If I criticize Mockingjay Part 1 it is because I believe in it. It did so much — but there was room for even more. Mockingjay is an important story about trauma, and about women. It deserves praise, but it also deserves more.

Other reviews:
In The Brilliant New Hunger Games Film, Katniss Can't Escape The Arena (Charlie Jane Anders at io9)
Biting social critique makes 'Hunger Games: Mockingjay' more than just a teen movie (Gavia Baker-Whitelaw at Daily Dot)
'Hunger Games: Mockingjay' Opens Where 'Catching Fire' Ended (NPR)
The Hunger Games: Mockingjay — Part 1 Is Bleak, Depressing, and Really Good (Vulture)




*The idea of ending the movie with the pan to the head was proposed to me by Henry of Fistful of Wits, but the juxtaposition on top of that is my own idea. ( back to the post )

Date: 2015-03-27 06:45 am (UTC)
owlmoose: Picture of a beanie moose and a small brown owl (owlmoose)
From: [personal profile] owlmoose
This is a great piece that raises some excellent points, but my take on the film is pretty different from yours. A couple of things I wanted to mention:

1. One of the things I like least about the books is how deeply embroiled we are in Katniss's point of view. The super-close first person narration works pretty well in the first book but is less successful in Catching Fire, and it's especially a problem in Mockingjay. I appreciate that the movies take a few steps back and give us a wider view, that we learn more about other characters and what they're thinking, how they're feeling, and what they really think about Katniss and the world situation (as opposed to what Katniss *thinks* they're thinking). By actually seeing Coin in operation, outside of what Katniss knows and sees, I felt like we did get the sense that her regime and the Capitol's aren't so different -- and more directly than in the books, because the film is showing us the parallels in her decisions and actions, rather than Katniss having to infer them.

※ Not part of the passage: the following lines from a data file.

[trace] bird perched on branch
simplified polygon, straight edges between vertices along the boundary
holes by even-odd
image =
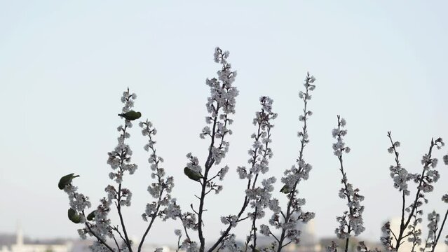
[[[199,179],[204,178],[200,172],[194,171],[189,167],[184,168],[184,173],[190,178],[190,179],[198,182],[199,182]]]
[[[62,176],[61,179],[59,180],[59,183],[57,184],[57,187],[59,187],[59,189],[64,190],[64,188],[65,188],[65,186],[72,183],[72,180],[73,180],[73,178],[79,176],[79,175],[73,176],[73,174],[69,174],[68,175],[65,175]]]
[[[92,211],[90,214],[87,216],[87,220],[92,220],[95,218],[95,215],[97,214],[97,211]]]
[[[121,116],[122,118],[126,119],[127,120],[134,120],[135,119],[140,118],[142,116],[142,113],[140,112],[129,111],[126,113],[122,113],[121,114],[118,114],[118,116]]]
[[[283,186],[283,187],[280,190],[280,192],[283,192],[285,194],[288,194],[291,192],[291,188],[290,188],[287,185]]]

2. While I definitely see what you're going for in your suggested changes to the ending, and they might have worked well for the series taken as a whole, I suspect a more ambiguous ending would have hurt Mockingjay Part 1 as a complete story that stands alone from its sequel. When I heard that the filmmakers were splitting Mockingjay into two movies, I was concerned that it would only feel like half a story. By making "what happened to Peeta?" into a major story arc, and then giving us the complete answer to that question, the movie is able to close out that arc while sowing the seeds for the next phase of the story. If they'd left that arc any more open, I feel like Part 1 would have had a far less satisfying ending. Not that the ending isn't a cliffhanger -- it absolutely is, just like the first two movies in the series. But it's a "where do we go from here" cliffhanger, not a "wait what just happened" cliffhanger, and I think the latter would have been frustrating for many viewers, especially those who haven't read the books.

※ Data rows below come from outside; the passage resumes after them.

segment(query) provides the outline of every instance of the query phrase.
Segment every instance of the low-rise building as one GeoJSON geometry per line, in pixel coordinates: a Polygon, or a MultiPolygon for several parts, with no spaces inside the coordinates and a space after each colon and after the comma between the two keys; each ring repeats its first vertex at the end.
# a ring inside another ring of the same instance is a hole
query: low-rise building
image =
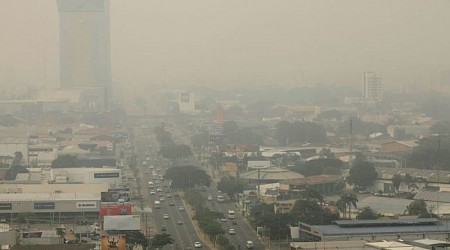
{"type": "Polygon", "coordinates": [[[435,218],[341,220],[332,225],[309,225],[299,223],[291,227],[294,241],[392,241],[449,238],[450,222],[435,218]]]}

Thanks for writing this, it does give me a lot to think about, and I will definitely be looking for the missed opportunities you saw the next time I watch it. :)

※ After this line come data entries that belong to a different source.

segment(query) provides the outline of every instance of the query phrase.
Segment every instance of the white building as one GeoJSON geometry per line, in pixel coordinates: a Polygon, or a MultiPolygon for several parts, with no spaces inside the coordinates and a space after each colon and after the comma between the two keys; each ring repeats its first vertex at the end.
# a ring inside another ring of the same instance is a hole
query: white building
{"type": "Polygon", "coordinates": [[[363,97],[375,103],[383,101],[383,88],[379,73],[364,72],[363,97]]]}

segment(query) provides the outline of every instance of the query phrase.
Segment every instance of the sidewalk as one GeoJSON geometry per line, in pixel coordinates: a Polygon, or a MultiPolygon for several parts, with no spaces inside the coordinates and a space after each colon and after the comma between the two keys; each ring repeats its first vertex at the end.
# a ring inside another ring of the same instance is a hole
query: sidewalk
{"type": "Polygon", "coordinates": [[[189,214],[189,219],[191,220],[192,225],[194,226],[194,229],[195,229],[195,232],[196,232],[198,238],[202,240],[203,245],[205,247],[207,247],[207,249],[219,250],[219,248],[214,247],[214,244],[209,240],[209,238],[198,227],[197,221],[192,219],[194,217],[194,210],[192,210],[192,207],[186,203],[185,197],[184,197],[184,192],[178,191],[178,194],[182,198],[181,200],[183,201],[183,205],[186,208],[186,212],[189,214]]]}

Date: 2015-03-28 01:16 am (UTC)
From: [identity profile] readingtheend.pip.verisignlabs.com
Love this post! I loved Mockingjay for what it WAS doing with Katniss's trauma, but you're definitely right that the movie could have given more to it. Maybe they'll be able to do more in the last film? (she said, ever optimistic) I especially love what you say about Cressida -- if they'd given her more to do, you KNOW Natalie Dormer would have knocked it out of the park. She was already making Cressida much more vivid and interesting than the material in the script set her up to be.